Nel ricorso (pag. 4), la parte pecifica di ascrivere la propria istanza all’ipotesi revocatoria di cui al secondo periodo della lettera in questione, dunque ritenendo che l’archiviazione del procedimento penale che era rimasto pendente presso la Procura della Repubblica di Napoli rappresenti un fatto “nuovo”, sopravvenuto alla decisione revocanda, la cui conoscenza avrebbe comportato il suo proscioglimento in sede sportiva.

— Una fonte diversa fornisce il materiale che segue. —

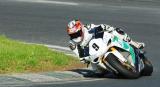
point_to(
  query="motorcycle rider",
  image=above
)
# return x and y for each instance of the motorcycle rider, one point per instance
(80, 36)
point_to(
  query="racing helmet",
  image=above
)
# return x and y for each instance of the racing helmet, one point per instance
(74, 30)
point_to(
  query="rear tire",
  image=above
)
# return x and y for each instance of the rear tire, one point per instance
(115, 63)
(148, 68)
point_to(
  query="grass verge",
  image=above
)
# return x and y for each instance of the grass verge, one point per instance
(18, 57)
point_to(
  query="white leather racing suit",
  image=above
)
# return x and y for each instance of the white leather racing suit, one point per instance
(81, 49)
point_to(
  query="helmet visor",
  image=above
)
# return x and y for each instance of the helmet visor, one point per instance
(76, 35)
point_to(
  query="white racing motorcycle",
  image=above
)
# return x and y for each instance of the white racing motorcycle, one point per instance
(120, 57)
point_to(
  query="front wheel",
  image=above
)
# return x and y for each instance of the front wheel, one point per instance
(123, 70)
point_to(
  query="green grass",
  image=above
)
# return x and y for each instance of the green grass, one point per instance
(17, 57)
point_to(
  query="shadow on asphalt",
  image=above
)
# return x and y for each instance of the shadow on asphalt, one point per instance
(90, 74)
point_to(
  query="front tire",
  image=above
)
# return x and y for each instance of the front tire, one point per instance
(123, 70)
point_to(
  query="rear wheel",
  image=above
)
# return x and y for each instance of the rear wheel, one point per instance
(148, 68)
(122, 69)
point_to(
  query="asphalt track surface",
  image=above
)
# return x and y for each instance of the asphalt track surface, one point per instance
(45, 22)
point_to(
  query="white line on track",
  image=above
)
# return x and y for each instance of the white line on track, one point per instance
(50, 2)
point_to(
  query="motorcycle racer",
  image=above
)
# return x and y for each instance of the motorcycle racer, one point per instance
(80, 36)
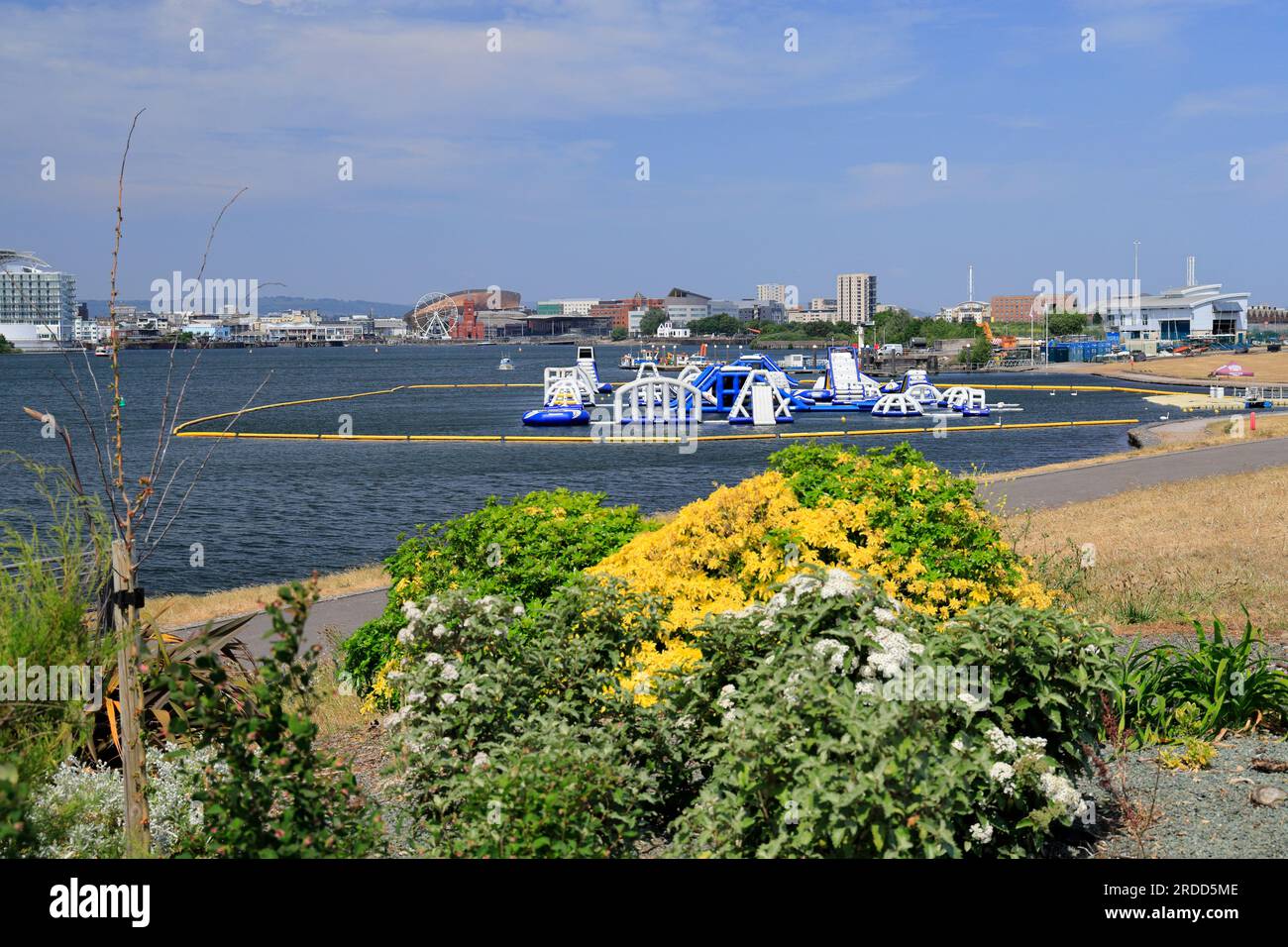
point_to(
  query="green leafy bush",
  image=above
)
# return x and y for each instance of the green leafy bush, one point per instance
(16, 834)
(47, 603)
(271, 792)
(835, 724)
(527, 745)
(553, 789)
(523, 549)
(1168, 692)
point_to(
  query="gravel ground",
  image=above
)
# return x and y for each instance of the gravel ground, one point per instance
(1198, 814)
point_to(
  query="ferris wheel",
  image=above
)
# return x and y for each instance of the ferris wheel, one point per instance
(433, 317)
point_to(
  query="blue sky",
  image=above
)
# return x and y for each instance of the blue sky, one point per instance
(518, 166)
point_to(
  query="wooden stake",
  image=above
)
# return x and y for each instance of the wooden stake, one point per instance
(138, 836)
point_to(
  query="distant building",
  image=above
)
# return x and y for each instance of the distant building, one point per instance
(798, 316)
(38, 303)
(617, 312)
(1266, 313)
(683, 307)
(970, 311)
(763, 311)
(1181, 313)
(857, 299)
(1018, 308)
(567, 307)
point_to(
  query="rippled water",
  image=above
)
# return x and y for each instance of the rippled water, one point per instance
(267, 510)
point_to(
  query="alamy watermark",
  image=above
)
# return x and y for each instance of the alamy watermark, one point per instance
(205, 296)
(52, 684)
(966, 684)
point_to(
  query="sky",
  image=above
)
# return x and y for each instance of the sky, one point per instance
(1061, 133)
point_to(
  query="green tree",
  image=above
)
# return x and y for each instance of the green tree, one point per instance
(653, 318)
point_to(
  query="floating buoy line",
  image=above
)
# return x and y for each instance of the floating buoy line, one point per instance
(187, 428)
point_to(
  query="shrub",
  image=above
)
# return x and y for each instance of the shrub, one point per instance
(271, 793)
(894, 515)
(539, 723)
(553, 789)
(16, 835)
(524, 549)
(80, 810)
(47, 615)
(1168, 692)
(815, 749)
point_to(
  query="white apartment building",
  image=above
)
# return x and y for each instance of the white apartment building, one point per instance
(857, 298)
(38, 304)
(89, 331)
(811, 315)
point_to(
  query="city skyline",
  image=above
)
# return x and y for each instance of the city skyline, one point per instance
(520, 166)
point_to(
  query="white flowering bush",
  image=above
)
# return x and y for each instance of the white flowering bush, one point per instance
(527, 745)
(829, 729)
(80, 812)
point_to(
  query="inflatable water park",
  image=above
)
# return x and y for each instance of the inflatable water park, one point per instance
(752, 389)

In realtà, la traiettoria assertiva dell’atto introduttivo conduce a ritenere che la causa di impugnazione straordinaria prospettata dal ricorrente attenga piuttosto al contermine istituto della revisione, nelle declinazioni correlate ai rapporti tra diversi pronunciamenti originati dalla medesima vicenda (art. 63, comma 4, lett. “b”, C.G.S.).

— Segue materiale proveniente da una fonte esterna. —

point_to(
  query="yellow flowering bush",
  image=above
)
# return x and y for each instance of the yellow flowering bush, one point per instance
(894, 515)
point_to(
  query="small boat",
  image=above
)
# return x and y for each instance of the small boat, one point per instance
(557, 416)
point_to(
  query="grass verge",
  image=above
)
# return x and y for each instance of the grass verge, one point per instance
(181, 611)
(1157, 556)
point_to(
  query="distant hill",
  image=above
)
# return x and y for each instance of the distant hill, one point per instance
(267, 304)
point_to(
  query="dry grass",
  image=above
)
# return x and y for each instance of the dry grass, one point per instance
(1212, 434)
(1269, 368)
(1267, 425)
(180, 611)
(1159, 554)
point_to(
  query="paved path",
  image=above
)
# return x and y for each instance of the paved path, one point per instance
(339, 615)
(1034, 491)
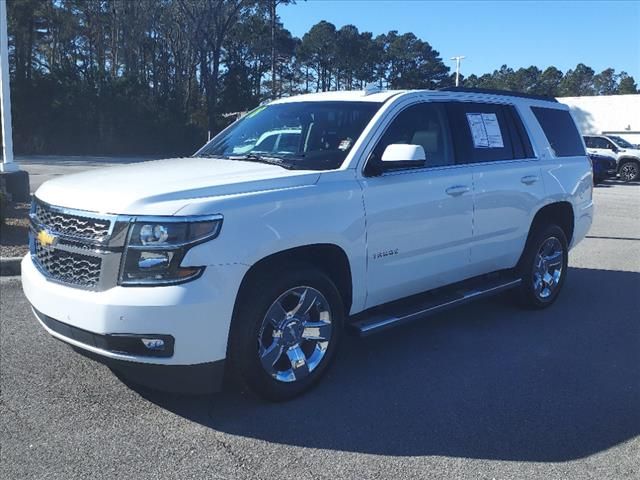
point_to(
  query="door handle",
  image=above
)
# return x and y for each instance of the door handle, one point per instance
(457, 190)
(529, 179)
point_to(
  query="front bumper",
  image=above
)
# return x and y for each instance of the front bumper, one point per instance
(196, 315)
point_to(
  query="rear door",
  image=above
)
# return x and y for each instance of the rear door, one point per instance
(507, 180)
(600, 146)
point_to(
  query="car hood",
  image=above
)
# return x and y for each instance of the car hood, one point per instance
(163, 187)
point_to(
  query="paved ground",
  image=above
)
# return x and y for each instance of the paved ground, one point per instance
(485, 391)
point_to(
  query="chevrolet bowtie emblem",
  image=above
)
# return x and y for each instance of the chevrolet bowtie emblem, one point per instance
(46, 239)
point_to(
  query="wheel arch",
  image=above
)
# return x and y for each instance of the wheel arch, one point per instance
(559, 213)
(327, 257)
(627, 159)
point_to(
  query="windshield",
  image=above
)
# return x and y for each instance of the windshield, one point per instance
(304, 135)
(621, 142)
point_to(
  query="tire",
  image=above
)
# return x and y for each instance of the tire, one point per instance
(629, 171)
(543, 267)
(285, 331)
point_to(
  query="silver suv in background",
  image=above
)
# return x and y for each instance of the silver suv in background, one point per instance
(627, 155)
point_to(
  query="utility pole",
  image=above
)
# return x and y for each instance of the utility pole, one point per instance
(5, 99)
(457, 59)
(15, 181)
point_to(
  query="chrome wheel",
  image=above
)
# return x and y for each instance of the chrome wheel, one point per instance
(629, 171)
(294, 334)
(547, 271)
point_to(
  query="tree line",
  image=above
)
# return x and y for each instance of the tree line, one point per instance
(158, 76)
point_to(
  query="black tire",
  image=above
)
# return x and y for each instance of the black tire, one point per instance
(629, 171)
(529, 292)
(257, 297)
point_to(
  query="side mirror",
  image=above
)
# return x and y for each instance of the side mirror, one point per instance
(401, 155)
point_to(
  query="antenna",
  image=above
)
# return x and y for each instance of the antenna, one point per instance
(457, 59)
(371, 88)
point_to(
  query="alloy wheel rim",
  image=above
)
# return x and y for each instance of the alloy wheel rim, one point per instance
(295, 334)
(629, 171)
(547, 271)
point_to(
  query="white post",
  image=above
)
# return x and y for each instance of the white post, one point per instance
(7, 164)
(457, 59)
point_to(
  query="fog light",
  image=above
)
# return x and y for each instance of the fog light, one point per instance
(153, 343)
(150, 260)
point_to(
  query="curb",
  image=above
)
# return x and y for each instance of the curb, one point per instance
(10, 266)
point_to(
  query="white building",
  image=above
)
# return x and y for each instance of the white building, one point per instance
(607, 114)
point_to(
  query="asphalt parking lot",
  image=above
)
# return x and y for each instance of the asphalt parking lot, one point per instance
(485, 391)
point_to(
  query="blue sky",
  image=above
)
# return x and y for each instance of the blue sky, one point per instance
(600, 34)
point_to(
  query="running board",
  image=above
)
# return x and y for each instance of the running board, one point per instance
(397, 313)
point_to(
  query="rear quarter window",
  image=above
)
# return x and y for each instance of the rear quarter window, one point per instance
(560, 130)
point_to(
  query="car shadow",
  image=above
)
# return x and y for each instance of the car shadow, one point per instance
(487, 380)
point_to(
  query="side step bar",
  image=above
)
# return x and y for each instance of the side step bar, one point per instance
(420, 306)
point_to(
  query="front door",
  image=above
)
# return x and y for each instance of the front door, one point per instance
(419, 221)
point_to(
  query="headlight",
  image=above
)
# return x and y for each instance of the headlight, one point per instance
(156, 246)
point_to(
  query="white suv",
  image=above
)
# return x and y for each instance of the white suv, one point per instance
(627, 156)
(392, 205)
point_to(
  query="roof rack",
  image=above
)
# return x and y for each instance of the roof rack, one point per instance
(498, 92)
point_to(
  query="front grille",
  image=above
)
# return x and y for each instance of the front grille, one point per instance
(72, 224)
(68, 267)
(73, 247)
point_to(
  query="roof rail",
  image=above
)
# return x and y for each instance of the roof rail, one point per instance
(498, 92)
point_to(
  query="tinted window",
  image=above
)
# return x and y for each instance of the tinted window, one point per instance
(424, 124)
(598, 142)
(289, 142)
(590, 142)
(485, 132)
(560, 130)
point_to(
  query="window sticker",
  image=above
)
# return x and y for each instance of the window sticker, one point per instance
(485, 130)
(255, 111)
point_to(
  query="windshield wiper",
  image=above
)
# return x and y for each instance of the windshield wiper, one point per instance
(211, 155)
(254, 157)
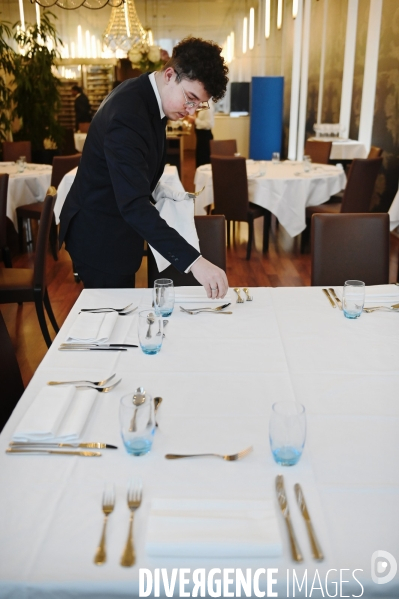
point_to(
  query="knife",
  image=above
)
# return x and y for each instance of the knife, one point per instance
(282, 500)
(86, 454)
(335, 296)
(314, 544)
(21, 444)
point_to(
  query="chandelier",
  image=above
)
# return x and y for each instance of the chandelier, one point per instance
(124, 29)
(73, 4)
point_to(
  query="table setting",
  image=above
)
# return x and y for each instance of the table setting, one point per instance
(201, 462)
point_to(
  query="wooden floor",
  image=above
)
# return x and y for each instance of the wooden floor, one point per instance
(283, 265)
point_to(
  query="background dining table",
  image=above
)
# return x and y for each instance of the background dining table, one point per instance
(25, 187)
(283, 188)
(219, 376)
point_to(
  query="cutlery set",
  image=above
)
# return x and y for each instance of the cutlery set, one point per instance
(317, 553)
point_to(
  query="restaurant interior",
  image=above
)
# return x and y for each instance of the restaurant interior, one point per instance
(300, 193)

Tale connotazione del ricorso è resa manifesta dal ripetuto richiamo argomentativo ad una pretesa “equiparazione” tra il decreto di archiviazione “definitivo” e la sentenza di assoluzione in sede penale, e, sebbene lo stesso ricorrente dia conto che al decreto non consegue un “giudicato” (“Dunque il giudicato penale, o meglio il provvedimento di archiviazione definitivo…”), nondimeno ne afferma perentoriamente la vincolatività per gli Organi della giustizia sportiva, rilevando che esso “deve essere recepito dalla Corte e posto alla base del giudizio di revocazione” (pag. 9 del ricorso).

2. Ciò posto, vanno qui sinteticamente richiamate le coordinate ermeneutiche indicate nella perspicua giurisprudenza federale formatasi in ordine alla fase rescindente del giudizio di revocazione, comuni a quello di revisione, dalle quali il Collegio, nella specie, non rinviene ragioni per discostarsi.

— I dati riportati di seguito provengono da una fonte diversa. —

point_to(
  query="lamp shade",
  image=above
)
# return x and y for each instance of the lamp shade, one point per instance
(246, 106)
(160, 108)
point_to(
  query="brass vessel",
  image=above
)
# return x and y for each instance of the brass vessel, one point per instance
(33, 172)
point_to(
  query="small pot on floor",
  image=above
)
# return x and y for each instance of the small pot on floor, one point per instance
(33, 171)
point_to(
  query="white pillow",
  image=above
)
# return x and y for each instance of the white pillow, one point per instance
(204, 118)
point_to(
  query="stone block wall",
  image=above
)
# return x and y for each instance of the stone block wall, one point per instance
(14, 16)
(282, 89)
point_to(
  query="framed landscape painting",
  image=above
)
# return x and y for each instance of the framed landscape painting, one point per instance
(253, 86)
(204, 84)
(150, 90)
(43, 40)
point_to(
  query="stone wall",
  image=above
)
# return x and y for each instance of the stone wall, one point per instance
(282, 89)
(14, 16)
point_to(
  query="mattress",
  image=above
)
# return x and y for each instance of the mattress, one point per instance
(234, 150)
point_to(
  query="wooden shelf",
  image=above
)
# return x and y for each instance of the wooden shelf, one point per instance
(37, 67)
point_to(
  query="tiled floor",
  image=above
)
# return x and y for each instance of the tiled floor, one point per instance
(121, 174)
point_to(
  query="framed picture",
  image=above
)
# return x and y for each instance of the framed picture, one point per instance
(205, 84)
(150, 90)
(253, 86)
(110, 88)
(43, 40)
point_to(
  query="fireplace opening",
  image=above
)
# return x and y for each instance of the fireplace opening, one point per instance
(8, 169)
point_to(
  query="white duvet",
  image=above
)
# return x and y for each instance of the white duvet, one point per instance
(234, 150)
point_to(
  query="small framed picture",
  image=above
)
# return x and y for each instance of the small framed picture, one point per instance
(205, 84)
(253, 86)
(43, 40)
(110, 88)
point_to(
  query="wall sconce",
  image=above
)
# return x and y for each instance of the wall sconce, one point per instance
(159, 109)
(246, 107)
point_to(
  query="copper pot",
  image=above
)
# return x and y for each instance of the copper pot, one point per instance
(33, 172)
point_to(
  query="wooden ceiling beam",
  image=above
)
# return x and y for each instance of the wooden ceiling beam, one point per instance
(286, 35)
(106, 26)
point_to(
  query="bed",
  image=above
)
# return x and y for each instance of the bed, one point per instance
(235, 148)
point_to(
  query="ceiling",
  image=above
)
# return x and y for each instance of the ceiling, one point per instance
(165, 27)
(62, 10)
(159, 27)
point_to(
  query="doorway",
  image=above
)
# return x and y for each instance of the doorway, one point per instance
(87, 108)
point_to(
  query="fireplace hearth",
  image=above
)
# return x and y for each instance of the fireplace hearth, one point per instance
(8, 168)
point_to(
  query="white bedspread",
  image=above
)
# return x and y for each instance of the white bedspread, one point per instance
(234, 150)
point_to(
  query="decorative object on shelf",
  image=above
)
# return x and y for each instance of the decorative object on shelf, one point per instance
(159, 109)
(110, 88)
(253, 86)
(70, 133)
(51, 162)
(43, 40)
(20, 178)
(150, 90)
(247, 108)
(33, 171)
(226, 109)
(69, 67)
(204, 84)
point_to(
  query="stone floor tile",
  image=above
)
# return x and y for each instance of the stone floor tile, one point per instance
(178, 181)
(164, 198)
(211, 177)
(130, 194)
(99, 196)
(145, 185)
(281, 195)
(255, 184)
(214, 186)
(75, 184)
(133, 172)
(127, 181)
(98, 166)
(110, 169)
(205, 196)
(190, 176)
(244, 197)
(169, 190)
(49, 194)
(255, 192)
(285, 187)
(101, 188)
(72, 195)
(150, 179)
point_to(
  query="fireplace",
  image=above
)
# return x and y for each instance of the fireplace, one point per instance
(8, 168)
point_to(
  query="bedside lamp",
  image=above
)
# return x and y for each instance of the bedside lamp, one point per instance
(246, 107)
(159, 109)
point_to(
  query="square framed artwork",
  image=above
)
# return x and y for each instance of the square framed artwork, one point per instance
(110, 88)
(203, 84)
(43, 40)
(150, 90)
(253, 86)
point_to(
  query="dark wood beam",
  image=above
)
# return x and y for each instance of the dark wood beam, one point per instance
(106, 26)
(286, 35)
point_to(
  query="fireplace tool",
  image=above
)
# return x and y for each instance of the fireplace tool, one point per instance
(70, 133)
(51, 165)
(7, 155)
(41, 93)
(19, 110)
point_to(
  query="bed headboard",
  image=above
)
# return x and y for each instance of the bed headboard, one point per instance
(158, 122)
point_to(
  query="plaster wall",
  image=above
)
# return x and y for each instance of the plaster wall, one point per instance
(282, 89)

È noto, invero, che, sia in caso di revocazione, sia in caso di revisione, il giudizio ex art. 63 C.G.S. è articolato in due distinte fasi: una “rescindente”, intesa ad accertare la sussistenza dei presupposti di ammissibilità della domanda, e una “rescissoria” e successiva, di riapertura della valutazione di merito, possibile unicamente qualora il riscontro preliminare sul profilo “rescindente” si sia concluso in senso positivo (Corte federale d’appello, Sez. I, decisione n. 9/CFA/2022-2023; v. anche: n. 85/2021-2022 e SSUU, n. 57/2019-2020).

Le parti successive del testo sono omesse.